Over the past year, job losses from the COVID-19 pandemic have exacerbated housing insecurity among low-income renters. As of January 2021, nearly one in four of the nation’s 43 million renter households reported having missed at least one rent payment during the pandemic.
To prevent widespread displacement that could increase public health risks, federal, state, and local policymakers have used a variety of tools to help families stay in their homes. Direct financial support, such as unemployment insurance, and emergency rent relief funds allowed many renters to catch up on back rent. A nationwide eviction moratorium limited landlords from evicting tenants for nonpayment of rent (although the moratorium has been unevenly enforced).
But these measures are temporary, intended as stopgaps until the public health threat recedes and the economy recovers. This raises the question: What will happen to low-income renters when these policies end? Will there be a surge of people displaced from their homes? And where will they go?
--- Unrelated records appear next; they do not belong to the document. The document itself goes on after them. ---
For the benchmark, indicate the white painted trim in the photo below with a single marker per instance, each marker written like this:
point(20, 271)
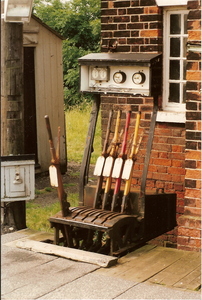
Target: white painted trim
point(171, 117)
point(171, 2)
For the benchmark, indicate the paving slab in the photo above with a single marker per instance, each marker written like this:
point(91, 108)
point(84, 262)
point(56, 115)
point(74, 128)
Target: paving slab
point(154, 291)
point(28, 275)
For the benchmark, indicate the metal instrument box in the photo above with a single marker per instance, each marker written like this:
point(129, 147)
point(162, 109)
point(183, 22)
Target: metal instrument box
point(134, 73)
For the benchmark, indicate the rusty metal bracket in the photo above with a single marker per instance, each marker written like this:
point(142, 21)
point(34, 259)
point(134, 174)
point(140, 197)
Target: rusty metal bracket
point(83, 180)
point(141, 202)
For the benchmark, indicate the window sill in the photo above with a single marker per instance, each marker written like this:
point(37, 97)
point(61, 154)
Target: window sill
point(170, 116)
point(168, 2)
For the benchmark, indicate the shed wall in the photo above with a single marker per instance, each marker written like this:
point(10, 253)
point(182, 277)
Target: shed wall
point(49, 88)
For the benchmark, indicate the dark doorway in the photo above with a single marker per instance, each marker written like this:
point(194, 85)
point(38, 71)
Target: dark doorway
point(30, 129)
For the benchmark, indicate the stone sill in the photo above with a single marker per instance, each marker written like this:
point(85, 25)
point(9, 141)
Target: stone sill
point(171, 117)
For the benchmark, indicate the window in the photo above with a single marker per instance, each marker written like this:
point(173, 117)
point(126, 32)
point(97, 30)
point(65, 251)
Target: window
point(175, 40)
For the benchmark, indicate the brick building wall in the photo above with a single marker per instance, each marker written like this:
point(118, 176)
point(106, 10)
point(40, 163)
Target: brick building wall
point(137, 26)
point(189, 230)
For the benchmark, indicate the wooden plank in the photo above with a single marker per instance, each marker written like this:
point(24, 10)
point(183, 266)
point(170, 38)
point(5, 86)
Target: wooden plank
point(150, 264)
point(136, 253)
point(188, 262)
point(126, 262)
point(69, 253)
point(191, 281)
point(145, 265)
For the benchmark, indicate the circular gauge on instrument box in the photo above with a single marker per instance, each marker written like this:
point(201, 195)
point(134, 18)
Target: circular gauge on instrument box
point(95, 73)
point(119, 77)
point(138, 77)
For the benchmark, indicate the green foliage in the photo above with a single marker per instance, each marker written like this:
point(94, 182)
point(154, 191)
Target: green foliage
point(77, 122)
point(78, 21)
point(37, 216)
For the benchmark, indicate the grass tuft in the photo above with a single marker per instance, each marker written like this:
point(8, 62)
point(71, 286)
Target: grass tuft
point(37, 216)
point(77, 122)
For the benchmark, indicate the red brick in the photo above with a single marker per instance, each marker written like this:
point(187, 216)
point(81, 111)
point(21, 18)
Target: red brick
point(192, 211)
point(193, 193)
point(193, 174)
point(178, 163)
point(178, 171)
point(161, 161)
point(193, 155)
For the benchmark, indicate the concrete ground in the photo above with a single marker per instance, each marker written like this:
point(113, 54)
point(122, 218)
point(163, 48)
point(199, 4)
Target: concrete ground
point(147, 273)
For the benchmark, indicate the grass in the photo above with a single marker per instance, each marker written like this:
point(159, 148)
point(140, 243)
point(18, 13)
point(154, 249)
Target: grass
point(37, 216)
point(77, 122)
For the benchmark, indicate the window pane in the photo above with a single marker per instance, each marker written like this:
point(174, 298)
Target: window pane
point(175, 22)
point(184, 69)
point(185, 24)
point(184, 47)
point(174, 69)
point(175, 47)
point(174, 92)
point(184, 92)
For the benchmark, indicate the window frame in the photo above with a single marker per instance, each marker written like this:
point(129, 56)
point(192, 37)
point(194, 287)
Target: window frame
point(166, 105)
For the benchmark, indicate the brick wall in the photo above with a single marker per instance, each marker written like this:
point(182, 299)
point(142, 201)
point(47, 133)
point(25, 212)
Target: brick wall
point(136, 26)
point(189, 230)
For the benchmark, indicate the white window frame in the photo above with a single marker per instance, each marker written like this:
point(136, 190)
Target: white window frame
point(171, 106)
point(172, 112)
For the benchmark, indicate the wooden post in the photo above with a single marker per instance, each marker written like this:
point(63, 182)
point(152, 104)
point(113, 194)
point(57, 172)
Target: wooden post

To gain some insight into how homelessness changes over macroeconomic cycles, we examine changes in homelessness rates from 2007 to 2020. Our analysis focuses on four metro areas that were particularly hard-hit by the 2007 foreclosure crisis: Las Vegas, Los Angeles, Phoenix, and Riverside, Calif. Using data collected by the Department of Housing and Urban Development’s (HUD) annual Point-in-Time (PIT) survey, we look at changes over time in homelessness rates, the share of family homelessness, and the percentage of unsheltered homeless persons. We find that homelessness rates declined over time in three of the four metros (Los Angeles saw an increase), but the share of unsheltered homelessness has been rising in recent years.